Une « fondue-calèche » avant l’hiver

Ce dimanche d’octobre, le réchauffement climatique avait du bon. Rendez-vous à une heure buvable à Concise, « première commune vaudoise », quand on vient de Neuchâtel.

calechesjaggi-concise-3-1.jpgNous attendent deux Franches-Montagnes de 12 et 24 ans attelées à une calèche de fabrication polonaise. Le cocher l’a ramenée du Salon du Cheval de Paris. Bien sûr à cheval ! Claude Jaggi rallie aussi chaque année en calèche le Musée du Cheval de La Sarraz à la foire agricole de l’OLMA, à Saint-Gall.

Pour ce midi d’octobre, l’itinéraire est plus modeste. Deux-trois heures de « fondue-calèche », à cheval sur trois communes de la rive ouest du lac de Neuchâtel. Une idée toute simple et un franc succès depuis cinq ans.

A l’allure du pas. De part et d’autre d’une table en érable qui intègre un réchaud à fondue ; Claude est menuisier. A la sortie du village, sa femme Danièle lâche Zora, une chienne hyperactive qui s’en va en éclaireuse. Le cocher parle à ses juments, il salue les passants par leur prénom, il s’adresse surtout à ses invités. C’est un Œil de Perdrix d’André Leuenberger et un salami de cheval aux noix, tout vient de la Maison des Terroirs à Grandson ! Des anecdotes à la pelle, une montagne d’humour et une répartie à vous donner des crampes d’estomac. On passe rapidement au « tu ».

Sur le Chemin des Pêcheurs, on apprend que les terrains du bord du lac avaient été vendus jadis à un promoteur pour 80 centimes le mètre carré (la commune n’en voulait pas), puis revendu à des Zurichois et des Genevois ! Ici, c’est la cabane des pêcheurs, Alain et Philippe Auberson, les rois de la bondelle fumée ! Plus loin, sur la commune d’Onnens, les immenses hangars que vient de vendre Phillip Morris ! On traverse la double voie ferrée, l’A5 semi enterrée, il est temps d’allumer le réchaud. Le paysage défile, la spatule tourne, le fromage fond, l’ambiance prend. Claude évoque sa spécialité, la fondue aux truffes, celle qu’il servira au Marché aux Truffes, le week-end suivant, ici-même, à Bonvillars. A l’heure du coup du milieu - une bouteille de kirsch enveloppée de ficelle dans un « gratte » en osier - on traverse les vignobles fraîchement vendangés...

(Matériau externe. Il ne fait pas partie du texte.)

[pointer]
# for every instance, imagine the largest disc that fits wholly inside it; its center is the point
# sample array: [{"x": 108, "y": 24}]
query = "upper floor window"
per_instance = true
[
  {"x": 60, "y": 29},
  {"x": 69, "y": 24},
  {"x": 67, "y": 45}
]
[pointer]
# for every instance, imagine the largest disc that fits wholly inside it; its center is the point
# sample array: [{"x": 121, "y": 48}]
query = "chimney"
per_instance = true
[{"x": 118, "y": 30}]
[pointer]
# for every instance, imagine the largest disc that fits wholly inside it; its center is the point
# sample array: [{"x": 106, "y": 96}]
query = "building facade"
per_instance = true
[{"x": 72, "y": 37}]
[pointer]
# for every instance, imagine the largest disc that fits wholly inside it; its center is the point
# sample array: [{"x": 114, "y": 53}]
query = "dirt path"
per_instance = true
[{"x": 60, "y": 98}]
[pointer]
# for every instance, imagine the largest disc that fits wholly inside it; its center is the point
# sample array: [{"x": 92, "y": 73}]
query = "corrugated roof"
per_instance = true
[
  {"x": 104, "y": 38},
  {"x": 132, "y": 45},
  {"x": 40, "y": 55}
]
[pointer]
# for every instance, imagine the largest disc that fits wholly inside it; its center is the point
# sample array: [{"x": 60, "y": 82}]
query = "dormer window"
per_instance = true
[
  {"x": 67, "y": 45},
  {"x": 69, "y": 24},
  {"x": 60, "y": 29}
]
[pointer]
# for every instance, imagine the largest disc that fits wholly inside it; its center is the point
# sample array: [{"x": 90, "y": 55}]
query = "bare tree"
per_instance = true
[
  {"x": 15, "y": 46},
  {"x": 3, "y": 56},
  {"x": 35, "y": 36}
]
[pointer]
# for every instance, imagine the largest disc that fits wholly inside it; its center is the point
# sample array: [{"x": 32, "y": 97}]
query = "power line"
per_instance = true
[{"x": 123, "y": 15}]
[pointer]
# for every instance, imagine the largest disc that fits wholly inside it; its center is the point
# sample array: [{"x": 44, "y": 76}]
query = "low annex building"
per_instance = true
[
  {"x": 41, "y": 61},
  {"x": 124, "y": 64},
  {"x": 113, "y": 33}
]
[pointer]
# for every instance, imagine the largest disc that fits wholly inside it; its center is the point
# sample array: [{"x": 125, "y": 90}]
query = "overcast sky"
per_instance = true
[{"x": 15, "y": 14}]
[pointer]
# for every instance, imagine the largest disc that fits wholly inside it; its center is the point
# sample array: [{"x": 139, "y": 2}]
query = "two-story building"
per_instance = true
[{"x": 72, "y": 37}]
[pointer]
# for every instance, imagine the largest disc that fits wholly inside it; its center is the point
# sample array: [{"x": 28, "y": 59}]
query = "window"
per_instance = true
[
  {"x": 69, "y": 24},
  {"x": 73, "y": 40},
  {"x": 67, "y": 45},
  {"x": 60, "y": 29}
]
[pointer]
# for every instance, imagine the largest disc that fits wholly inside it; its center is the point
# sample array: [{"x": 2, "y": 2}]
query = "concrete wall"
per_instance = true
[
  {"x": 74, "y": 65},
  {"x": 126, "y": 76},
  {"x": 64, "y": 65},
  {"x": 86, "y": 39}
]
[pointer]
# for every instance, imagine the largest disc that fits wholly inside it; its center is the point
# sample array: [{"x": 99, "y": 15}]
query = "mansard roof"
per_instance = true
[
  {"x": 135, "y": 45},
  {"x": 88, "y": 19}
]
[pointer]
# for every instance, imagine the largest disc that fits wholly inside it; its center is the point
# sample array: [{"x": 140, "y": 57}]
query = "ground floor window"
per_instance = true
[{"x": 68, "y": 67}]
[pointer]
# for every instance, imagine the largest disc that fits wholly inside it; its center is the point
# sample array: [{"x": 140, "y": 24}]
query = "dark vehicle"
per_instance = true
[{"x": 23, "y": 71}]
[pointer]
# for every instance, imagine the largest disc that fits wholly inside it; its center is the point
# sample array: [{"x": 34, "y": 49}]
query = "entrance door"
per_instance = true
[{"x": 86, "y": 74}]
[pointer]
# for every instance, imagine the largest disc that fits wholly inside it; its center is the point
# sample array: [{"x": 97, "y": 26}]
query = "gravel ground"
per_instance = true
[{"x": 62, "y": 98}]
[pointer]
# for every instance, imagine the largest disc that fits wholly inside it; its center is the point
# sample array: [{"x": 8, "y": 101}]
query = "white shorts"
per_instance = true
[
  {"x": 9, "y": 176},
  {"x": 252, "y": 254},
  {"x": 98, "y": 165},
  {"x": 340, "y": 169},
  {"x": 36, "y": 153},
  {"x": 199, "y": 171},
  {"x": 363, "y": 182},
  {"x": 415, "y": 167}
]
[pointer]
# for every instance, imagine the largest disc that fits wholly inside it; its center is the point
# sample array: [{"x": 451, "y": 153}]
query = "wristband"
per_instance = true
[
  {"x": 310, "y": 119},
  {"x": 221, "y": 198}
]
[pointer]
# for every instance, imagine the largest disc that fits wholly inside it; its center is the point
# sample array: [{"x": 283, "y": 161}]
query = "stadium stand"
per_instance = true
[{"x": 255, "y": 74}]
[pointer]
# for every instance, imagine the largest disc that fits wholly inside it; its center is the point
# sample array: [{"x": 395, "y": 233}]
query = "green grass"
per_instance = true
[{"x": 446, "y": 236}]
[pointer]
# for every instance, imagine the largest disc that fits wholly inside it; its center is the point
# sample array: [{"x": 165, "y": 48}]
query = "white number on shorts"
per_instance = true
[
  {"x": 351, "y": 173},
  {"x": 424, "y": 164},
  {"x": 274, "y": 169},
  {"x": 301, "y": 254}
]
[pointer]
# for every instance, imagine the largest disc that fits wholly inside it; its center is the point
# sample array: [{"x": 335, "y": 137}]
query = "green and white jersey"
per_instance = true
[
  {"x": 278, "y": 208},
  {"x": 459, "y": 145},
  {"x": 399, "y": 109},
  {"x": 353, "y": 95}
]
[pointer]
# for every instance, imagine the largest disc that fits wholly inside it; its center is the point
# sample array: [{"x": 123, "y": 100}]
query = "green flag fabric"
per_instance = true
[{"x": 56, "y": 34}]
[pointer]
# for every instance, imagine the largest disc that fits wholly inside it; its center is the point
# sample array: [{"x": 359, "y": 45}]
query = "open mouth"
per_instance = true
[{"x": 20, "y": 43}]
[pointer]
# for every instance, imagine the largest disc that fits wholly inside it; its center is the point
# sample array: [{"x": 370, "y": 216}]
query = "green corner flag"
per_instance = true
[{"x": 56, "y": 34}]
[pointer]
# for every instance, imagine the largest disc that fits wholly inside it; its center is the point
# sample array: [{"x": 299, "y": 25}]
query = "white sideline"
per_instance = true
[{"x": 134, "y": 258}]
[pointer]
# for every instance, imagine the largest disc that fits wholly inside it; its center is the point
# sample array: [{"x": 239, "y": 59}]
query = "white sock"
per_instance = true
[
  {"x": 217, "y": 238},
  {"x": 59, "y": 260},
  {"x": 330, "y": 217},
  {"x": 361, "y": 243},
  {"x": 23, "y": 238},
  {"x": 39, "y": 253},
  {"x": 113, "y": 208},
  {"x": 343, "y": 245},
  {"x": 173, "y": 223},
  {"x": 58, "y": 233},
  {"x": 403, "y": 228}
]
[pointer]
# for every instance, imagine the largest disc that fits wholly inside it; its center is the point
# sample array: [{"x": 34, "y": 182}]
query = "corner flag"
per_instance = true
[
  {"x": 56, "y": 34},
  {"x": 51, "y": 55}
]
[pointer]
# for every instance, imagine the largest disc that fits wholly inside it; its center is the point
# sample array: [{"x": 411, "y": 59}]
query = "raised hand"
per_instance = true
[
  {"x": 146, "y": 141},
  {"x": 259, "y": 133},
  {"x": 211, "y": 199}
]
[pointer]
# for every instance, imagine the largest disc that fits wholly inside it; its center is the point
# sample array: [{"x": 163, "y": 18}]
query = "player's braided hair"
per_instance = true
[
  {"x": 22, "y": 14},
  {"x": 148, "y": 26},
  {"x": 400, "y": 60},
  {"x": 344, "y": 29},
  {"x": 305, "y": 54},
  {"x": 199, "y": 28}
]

Mais déjà Concise, station terminus. La calèche se range en prolongement de la terrasse du Restaurant du Lac et Gare, pour le café. On pensait avoir fait le tour. C’était sans connaître la passion des Jaggi pour leur région. Quoi ? Vous ne connaissez pas le Mont-Aubert ? On vous y conduit !

Le dimanche s’achève donc à 1339 mètres d’altitude, sur un nid d’aigle qui domine le lac de Neuchâtel, à hauteur des Aiguilles de Baumes. Devant nous, les Alpes, d’une rare clarté, on distingue le Cervin. Un tableau à conserver soigneusement au fond de soi, pour mieux affronter l’hiver.